Bisnis.com, JAKARTA – Kementerian Energi dan Sumber daya Mineral bersama sejumlah stakeholders mulai menggodok mekanisme pajak karbon dari pembangkit listrik tenaga uap (PLTU).
Penerapan pajak karbon akan mulai berjalan pada 1 April 2022. Kebijakan ini sesuai dengan Undang-Undang Nomor 7/2021 tentang Harmonisasi Peraturan Perpajakan (HPP). Regulasi tersebut telah disahkan DPR sejak 7 Oktober 2021.
Direktur Jenderal Energi Baru Terbarukan dan Konservasi Energi (EBTKE) Kementerian ESDM Dadan Kusdiana mengatakan bahwa dalam penerapan pajak tersebut, pemerintah pertama kali menyasar PLTU berbasis batu bara.
“Kami bersama kementerian terkait sedang menyusun mekanisme, sedang menyusun juga batas-batasnya. Bagaimana mengombinasikan ke arah batasan atas emisi atau CAP,” katanya dalam seminar virtual, Senin (7/2/2022).
Lebih lanjut, dia menuturkan bahwa pemerintah sedang mengombinasikan regulasi terkait perdagangan karbon dan pajak karbon.

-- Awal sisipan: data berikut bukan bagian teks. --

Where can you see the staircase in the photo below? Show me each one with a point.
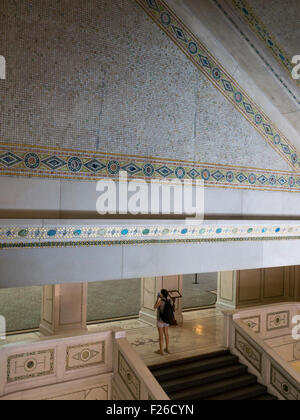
(215, 376)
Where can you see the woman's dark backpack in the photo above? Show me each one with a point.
(167, 315)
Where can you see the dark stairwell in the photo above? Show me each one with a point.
(215, 376)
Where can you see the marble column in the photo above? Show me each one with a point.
(64, 309)
(245, 288)
(151, 286)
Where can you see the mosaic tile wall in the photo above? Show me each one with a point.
(94, 81)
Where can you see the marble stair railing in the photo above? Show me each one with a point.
(246, 333)
(132, 379)
(92, 366)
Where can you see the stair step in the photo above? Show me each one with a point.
(189, 360)
(242, 394)
(202, 378)
(173, 372)
(266, 397)
(216, 388)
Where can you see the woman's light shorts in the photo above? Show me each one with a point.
(161, 324)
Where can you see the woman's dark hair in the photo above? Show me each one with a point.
(165, 293)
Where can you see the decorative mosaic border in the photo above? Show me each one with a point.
(253, 322)
(86, 354)
(278, 321)
(31, 374)
(248, 351)
(261, 56)
(32, 161)
(208, 65)
(260, 29)
(66, 236)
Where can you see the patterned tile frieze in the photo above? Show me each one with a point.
(288, 390)
(256, 24)
(75, 236)
(83, 356)
(26, 366)
(58, 163)
(248, 351)
(131, 381)
(258, 52)
(254, 323)
(21, 236)
(208, 65)
(278, 321)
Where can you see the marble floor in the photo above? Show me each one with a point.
(296, 365)
(200, 334)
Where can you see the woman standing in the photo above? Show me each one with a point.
(163, 327)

Dalam pembahasan di pemerintah, kata dia, setidaknya tiga isu menjadi konsentrasi bersama. Ketiganya adalah ketentuan penerapan pajak karbon, pelaksanaan perdagangan karbon, sekaligus penerapan pembangkit energi baru terbarukan (EBT).
Baca Juga
Dadan menyebutkan bahwa langkah itu tidak dapat dijalankan oleh satu pihak saja. Diperlukan kolaborasi baik antara swasta dan pemerintah untuk merealisasikan aturan tersebut. Dalam proses tersebut, Kementerian ESDM telah melakukan uji coba perdagangan karbon dengan melibatkan 80 unit PLTU.
Sementara itu, DPR menetapkan harga karbon sesuai UU HPP mencapai Rp30 per kg CO2. Sejumlah negara juga telah melakukan uji coba, di antaranya Uni Eropa, Swiss, Selandia Baru, Kazakhstan, Korea Selatan, Australia, Kanada, hingga China dan Meksiko.